Today -100: May 20, 1915: Short people got no reason to live


Prime Minister Asquith announces that Tories will indeed be brought into the government, but gives no details except that he and Foreign Secretary Sir Edward Grey, who is rapidly going blind, will retain their jobs. Everyone is speculating about who will get what job, and asking whether it is allowable for Lord Reading to become Lord Chancellor, because the lord chancellor is the “keeper of the king’s conscience” and Lord Reading is... a Jew.

Asquith gives a speech, in which he thanks the colonies for all the cannon fodder, saying “It is safe to say that there is no part of the British Empire but would suffer annihilation rather than become subject to any other sovereignty.” The colonies respond, “Sure, any time, wait, did you say annihilation?”

Britain reduces the minimum height for soldiers to 5’2” (from 5’5” before the war) and raises the maximum age to 40. The maximum height (6’2”) was abolished at the start of the war.

Germany ends prisoner exchanges with Britain, because German submarine crew prisoners are supposedly being mistreated.
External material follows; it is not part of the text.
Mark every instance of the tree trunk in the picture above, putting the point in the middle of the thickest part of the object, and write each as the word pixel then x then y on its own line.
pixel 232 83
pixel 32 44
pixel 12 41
It’s been the practice of every country in this war to publish a book, named after a color, justifying its position. Now, in preparation for joining the fun, Italy publishes a Green Book with documents about its negotiations with Austria, although the point they seem to be trying to make is that the Austro-Hungarian negotiators “failed to realize that Italy was firmly determined to enter the war if she was unable to obtain satisfactory territorial concessions by diplomatic action.” The monsters! They must be crushed at any costs!

Italians in Rome are expressing their displeasure with Austria and Germany by playing their phonographs pointed towards their consulates. Heavy metal, one assumes.

Headline of the Day -100:



Did this really happen? Did the Germans really hang the mayor of Jaslo for flying a Russian flag? Who knows?

Suffragists have been going to places Woodrow Wilson is visiting and trying to talk to him about women’s suffrage. Other suffragists think this is very rude. The NYT contributes a rather predictable editorial.

Fog of War (Rumors, Propaganda and Just Plain Bullshit) of the Day -100:


They’re still recovering Lusitania corpses from the sea, 12 days later.